HASH SETS HashKeeper-полностью автономный продукт, позволяющий создавать, редактировать hash sets и осуществлять при помощи hash sets проверку файлов. Все остальные вышеназванные это только базы для загрузки в программы поддерживающие работу с ними. Правда в последнее время на сайте NSRL выложили утилиту для самостоятельного создания контрольной суммы, но так как прямую работу с NSRL RDS поддерживает только Encase и Autopsy Forensic Browser (*nix), то она пока не сильно востребована. В общем, HashKeeper стандарт де-факто в этой области. Для взаимной конвертации баз созданных разными программами ФБР выпустила утилиту hashkonverter - вещь маленькая, но весьма удобная.
File Signature Header
Чем примечательны эти два способа.

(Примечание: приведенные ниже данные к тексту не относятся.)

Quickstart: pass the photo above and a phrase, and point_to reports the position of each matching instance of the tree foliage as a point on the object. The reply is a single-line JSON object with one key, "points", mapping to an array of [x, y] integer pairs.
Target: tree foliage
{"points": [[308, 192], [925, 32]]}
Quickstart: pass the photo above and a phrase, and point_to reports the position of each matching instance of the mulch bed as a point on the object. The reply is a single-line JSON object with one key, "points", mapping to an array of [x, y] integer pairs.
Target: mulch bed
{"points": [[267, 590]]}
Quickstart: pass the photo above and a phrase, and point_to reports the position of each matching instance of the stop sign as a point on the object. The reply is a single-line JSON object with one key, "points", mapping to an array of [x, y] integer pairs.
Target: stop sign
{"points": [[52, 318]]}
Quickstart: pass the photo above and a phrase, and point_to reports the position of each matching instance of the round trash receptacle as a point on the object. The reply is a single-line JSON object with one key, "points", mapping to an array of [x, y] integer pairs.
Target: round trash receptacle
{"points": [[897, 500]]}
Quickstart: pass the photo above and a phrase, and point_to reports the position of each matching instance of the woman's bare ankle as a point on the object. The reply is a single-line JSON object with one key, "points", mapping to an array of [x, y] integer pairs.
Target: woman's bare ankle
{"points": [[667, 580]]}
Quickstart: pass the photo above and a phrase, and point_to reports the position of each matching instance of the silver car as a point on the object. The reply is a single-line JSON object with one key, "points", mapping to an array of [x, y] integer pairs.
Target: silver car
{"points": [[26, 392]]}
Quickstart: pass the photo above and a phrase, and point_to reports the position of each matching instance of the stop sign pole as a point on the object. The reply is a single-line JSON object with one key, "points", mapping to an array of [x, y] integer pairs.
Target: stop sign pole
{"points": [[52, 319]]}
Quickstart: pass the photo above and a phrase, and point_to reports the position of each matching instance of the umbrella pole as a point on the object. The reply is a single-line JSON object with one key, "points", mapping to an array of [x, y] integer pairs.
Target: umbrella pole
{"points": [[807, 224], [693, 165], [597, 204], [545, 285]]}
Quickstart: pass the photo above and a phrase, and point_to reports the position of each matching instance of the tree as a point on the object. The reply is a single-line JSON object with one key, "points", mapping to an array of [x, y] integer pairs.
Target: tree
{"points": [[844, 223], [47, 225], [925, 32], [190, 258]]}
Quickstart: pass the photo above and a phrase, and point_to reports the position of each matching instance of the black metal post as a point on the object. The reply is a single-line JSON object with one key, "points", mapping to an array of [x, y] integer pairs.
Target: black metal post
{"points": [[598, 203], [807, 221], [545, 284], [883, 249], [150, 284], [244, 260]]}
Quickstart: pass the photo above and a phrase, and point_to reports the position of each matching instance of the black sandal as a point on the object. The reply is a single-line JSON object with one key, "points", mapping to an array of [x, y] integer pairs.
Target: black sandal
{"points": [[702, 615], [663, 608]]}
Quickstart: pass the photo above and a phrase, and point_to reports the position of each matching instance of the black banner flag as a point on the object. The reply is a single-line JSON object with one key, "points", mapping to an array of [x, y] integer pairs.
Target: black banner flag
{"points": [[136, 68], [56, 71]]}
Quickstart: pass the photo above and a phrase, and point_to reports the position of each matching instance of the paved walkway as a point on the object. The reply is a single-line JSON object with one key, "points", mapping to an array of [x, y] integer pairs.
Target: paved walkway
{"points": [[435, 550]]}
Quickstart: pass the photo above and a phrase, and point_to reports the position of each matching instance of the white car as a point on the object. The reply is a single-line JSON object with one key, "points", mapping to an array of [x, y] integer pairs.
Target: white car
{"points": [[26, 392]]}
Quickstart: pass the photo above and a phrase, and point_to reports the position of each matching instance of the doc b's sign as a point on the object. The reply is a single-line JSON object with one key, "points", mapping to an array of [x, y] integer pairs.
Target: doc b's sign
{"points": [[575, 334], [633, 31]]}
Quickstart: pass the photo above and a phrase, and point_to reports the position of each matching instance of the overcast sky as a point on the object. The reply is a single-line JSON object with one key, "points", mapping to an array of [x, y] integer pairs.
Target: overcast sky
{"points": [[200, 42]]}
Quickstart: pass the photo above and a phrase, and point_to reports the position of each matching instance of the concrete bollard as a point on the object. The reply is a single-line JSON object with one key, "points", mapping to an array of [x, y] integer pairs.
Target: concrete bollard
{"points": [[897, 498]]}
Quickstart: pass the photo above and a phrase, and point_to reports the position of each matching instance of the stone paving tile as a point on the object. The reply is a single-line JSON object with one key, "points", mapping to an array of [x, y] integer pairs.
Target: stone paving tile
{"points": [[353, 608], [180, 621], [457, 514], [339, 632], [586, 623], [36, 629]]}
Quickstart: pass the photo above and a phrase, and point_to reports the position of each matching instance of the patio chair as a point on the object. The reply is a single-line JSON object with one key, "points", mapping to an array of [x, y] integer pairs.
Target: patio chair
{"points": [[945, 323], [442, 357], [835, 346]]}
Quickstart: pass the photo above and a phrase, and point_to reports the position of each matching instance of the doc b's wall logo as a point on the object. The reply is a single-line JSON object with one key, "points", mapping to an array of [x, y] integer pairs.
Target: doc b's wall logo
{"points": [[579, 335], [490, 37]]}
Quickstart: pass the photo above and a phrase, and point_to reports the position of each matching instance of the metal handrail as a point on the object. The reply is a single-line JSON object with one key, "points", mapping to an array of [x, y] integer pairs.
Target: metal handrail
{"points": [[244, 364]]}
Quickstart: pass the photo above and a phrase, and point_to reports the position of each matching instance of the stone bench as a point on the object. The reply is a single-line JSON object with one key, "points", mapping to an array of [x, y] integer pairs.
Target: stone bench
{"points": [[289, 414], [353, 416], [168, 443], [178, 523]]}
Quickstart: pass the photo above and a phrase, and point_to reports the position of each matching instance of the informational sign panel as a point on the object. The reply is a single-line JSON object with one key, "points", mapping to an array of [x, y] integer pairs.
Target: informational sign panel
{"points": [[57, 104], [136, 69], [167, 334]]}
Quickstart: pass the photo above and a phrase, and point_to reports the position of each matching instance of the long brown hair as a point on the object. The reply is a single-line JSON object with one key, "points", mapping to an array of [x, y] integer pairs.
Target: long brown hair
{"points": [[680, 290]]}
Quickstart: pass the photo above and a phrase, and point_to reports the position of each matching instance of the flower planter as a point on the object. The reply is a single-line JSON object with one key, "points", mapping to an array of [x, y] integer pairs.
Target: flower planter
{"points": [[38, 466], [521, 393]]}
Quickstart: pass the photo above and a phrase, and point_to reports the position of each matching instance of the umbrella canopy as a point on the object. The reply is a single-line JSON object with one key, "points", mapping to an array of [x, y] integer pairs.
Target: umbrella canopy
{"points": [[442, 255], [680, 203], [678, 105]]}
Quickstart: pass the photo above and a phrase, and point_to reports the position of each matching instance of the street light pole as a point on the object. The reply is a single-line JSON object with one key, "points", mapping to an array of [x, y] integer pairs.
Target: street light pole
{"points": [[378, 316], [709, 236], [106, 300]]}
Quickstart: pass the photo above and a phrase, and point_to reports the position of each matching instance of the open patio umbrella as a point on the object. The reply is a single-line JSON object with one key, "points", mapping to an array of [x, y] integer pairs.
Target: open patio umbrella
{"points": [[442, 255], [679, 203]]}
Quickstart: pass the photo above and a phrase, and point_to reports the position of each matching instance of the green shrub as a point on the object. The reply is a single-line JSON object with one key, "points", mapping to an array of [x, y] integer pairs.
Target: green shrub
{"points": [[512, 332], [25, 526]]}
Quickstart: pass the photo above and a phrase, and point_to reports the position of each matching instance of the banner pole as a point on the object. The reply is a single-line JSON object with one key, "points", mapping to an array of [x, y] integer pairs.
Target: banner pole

Они позволяют не только определить принадлежность какого-либо файла, но и, зачастую, идентифицировать программу его создавшую или заострить внимание на каких либо файлах (в рамках конкретного дела). Так выглядит анализ файлов по заголовку и hash set в программе Encase Как видим переименование PETools.exe в test.jpg и notepad.exe, соответсвенно user32.dll в test.rar не мешает правильно определить формат и происхождение файлов. Так же при помощи базы hash set можно достаточно быстро оценить в каком направлении вести поиск к примеру если проверка показала наличие стегано графических программ то есть смысл для проверки графических файлов использовать программы stegdetect и Gargoyle таким образом значительно сокращая время на исследование. Какие еще используются программы?
Encase [Скриншот 65к] (www.guidancesoftware.com)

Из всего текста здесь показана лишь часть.